Representatives of the real estate and short‑term rental sectors told the House Ways & Means Committee the proposed classification could inadvertently harm Vermonters who rent accessory units to afford to stay.
Peter Tucker, director of advocacy and public policy for the Vermont Association of Realtors, framed second homes as a pillar of the state’s tourism economy and said short‑term rentals provide rooms tax revenue and jobs. He cautioned that the draft multipliers could create steep tax differences between homesteads and second homes and urged the committee to seek fair outcomes for all taxpayers.
Julie Marks, founder and executive director of the Vermont Short‑Term Rental Alliance, said many Vermonters operate accessory rentals to offset housing costs and asked that homestead properties remain taxed as homesteads in full regardless of on‑site rental activity.
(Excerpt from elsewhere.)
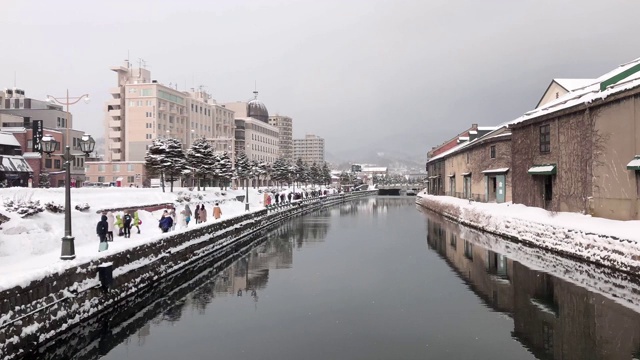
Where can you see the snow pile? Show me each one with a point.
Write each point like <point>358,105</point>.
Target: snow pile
<point>30,246</point>
<point>606,242</point>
She recommended that the committee consider a three‑consecutive‑month rule to qualify properties as long‑term rentals for classification purposes, citing medium‑term rental demand from remote workers and contracted professionals.
Marks also urged the committee to weigh short‑term rentals’ local economic contributions — meals and rooms taxes, visitor spending and jobs — before reclassifying properties that are active in the tourism economy.
Both witnesses asked for explicit appeal and revision mechanisms so owners can correct classifications when property use changes year to year.